I find it hard to think of a better example of a studio not understanding their own magic than with No Man's Sky. The base, original game, with its empty dirt-brown planets and lonely, unmanned outposts was magic. The loneliness was the magic. The classic No Man's Sky was the closest video games have ever come to 2001: A Space Odyssey, the obvious references notwithstanding. Solitude and silence and, dare I say it, occasional boredom, spread out across a layer of existential genius, was something to be found in both. The lack of other players is the point. The lack of things to meaningfully do is the point. There were breadcrumbs of an old civilization, but they're probably long gone. There were a handful of characters dotted around the galaxy, but they were hard to understand and, even if you could translate the chatter, there was very little of actual meaning or consequence that they had to say. This was a game about drifting, alone, from one great, inhospitable giant to the next. It was a game about being crushed under the weight of your own thoughts. A few bings and boongs of equipment, the odd little creature if you were lucky, but otherwise: nothing.
The updates since, at the steaming request of fans, have brought with them a sense of unending life. You can now craft bases, and build cool stuff that you could probably build a bit easier in Minecraft, and hang out with friends, and visit the social hub where people can jump on your head and queue up to receive quests from the great quest-giving machine. What it brought is a sense of industrialised, homogenised, mass-produced checklist-fun. Content and clutter at the expense of natural magic. In other words, exactly what those quippy workplace posters and sidekick robots are on about in The Outer Worlds and Journey to the Savage Planet.

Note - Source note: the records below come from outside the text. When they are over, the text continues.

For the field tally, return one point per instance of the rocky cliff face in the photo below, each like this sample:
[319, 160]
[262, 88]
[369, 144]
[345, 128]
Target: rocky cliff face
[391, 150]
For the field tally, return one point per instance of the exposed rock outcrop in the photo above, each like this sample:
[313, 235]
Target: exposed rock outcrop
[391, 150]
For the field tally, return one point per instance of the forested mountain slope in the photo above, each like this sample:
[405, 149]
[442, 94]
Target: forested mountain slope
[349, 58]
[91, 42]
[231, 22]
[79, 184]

Poetic!
Really, to bring it back to my good friend Neptune, the point here is that there is a vast - literally vast - opportunity going to waste. The fact that sci-fi and, within it, outer and inner space sci-fi has been such a home for humanity's great existential stories is not a coincidence. 2001 is the obvious one yes, but also Solaris, or the close horror cousin Alien, or the modern imitators like First Man and Ad Astra or even just the hints at off-world emptiness in Blade Runner. Even the moments in FTL - one of the few games, alongside Outer Wilds, that actually gets it - where you just sit there after a battle and silently drift amongst the stars. All of them use space for what it is: the perfect backdrop, the perfect threatening, isolating environment for introspection. The void that stares back, and all that.
You don't even have to go as far as Neptune to get it. Sometimes I think about what it'd be like to go to the Moon - or better yet play a game about it, seeing as I'll obviously never really go - and I'm really not sure why we haven't nailed it yet. You'd go to the Moon, in this game or in reality, and when you arrived you'd stand and you'd see Earth, distant and quite upsettingly alone in all that empty black, and you'd think: "We are very small, what is the point of it all?" And then, at the very least, you'd hope that game would have something to say about it.